Most will agree that some type of regulation is necessary to protect our people, however what most cannot agree on, is whether the current laws need revisions in order to protect a larger portion of our population. Considering that firearms are the number one cause of not only homicides, but also suicides in the United States (according to procon.org), I would say stricter regulations are desperately needed.

While the National Firearms Act does in fact place restrictions on the types of firearms possible for purchase, it does not protect the owner from the gun itself. In retrospect (Word choice?) of my reference to the tragedies caused from gun misuse, the largest issue is not the type of gun the purchaser is intending to buy, but rather the type of person able to buy the gun.

The #1 outlet for mishandling a firearm is people themselves.

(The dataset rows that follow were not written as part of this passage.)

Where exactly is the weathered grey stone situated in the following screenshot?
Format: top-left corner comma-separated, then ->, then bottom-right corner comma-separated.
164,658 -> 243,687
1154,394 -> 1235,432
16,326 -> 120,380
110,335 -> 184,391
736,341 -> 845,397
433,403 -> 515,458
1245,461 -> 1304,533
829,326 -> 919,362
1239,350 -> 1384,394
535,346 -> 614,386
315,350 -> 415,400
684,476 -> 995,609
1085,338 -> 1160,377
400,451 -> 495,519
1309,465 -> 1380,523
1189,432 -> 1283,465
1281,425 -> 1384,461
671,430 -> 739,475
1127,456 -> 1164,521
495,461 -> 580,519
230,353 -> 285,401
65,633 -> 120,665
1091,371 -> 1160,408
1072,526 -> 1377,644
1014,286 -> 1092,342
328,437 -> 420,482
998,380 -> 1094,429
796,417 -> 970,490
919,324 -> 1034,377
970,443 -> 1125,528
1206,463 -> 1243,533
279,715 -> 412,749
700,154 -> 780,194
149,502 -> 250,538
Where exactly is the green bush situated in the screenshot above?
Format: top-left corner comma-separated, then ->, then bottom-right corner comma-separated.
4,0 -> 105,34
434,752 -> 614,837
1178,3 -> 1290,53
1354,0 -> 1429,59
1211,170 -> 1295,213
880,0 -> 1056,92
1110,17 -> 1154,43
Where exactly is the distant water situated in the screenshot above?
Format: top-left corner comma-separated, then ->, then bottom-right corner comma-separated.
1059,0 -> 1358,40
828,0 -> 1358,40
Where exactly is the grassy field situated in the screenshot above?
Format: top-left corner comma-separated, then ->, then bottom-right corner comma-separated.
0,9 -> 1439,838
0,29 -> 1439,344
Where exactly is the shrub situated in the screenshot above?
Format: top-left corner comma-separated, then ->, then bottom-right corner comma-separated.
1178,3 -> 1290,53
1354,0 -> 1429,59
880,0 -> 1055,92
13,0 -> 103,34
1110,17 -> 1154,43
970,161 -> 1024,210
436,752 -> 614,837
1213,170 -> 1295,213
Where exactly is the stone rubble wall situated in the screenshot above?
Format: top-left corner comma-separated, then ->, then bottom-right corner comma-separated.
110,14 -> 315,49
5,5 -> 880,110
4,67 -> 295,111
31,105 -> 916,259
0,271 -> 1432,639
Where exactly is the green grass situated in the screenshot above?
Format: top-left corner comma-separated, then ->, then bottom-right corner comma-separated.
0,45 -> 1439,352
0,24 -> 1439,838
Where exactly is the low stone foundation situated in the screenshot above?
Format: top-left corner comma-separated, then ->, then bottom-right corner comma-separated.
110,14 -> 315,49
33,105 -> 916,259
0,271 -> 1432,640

There needs to be more regulation of ability to purchase, in particular regards to the mental stability of the purchaser.

Those diagnosed with any type of mental disorder should not own such weapons, due to their psychological inabilities.

Those with a mental illness that is contained should be able to bear arms, however should undergo more frequent mental health assessments than the average purchaser who is free of mental illness.

However, thorough, annual psychological tests should be conducted for all who want to own a firearm, regardless of their mental stability.

And lastly, gun possession needs its own task force, with a no-tolerance punishment for all in possession or intending to be.

Such regulations are miniscule and in every way possible, but sadly remain a matter of political content, rather than that of safety. More bluntly, the topic of regulation remains ever-changing depending on who’s in office, leaving no peace of mind in the sense of stable protection.

On a broader scale, eliminating gun usage altogether would be the simplest solution.

In places like the United Kingdom and Europe, government has instituted a standard ban of almost all firearms, known as the Firearm Directive. This particular precaution came about in light of the 2015 Paris attacks. The NRA broadly summarizes the restrictions of European Parliament as a “vague ban on commonly-owned semi-automatic firearms.” The United Kingdom is more straightforward, prohibiting all handguns, automatic and pump-action non-rim-fire rifles.

By comparison, when looking at statistics in said countries, there is an outstanding difference in death rates between such countries and ours. According to a ranking of most gun homicides per 10,000 people, procon.org lists the US as rank number 59, while UK is number 135 of the 145 countries taken into account.

A world with no guns tends to be fear of figment (?) for many Americans, however it is reality of grace (?) for most Europeans. While those living on that side of the world are somewhat safer by statistical standards, the danger of such a weapon is eminent.

As trivial as it may sound, the discussion surrounding gun control needs to focus less on gun itself, and more on the person utilizing such machinery. We need to end the fear of guns, because we are the weapons.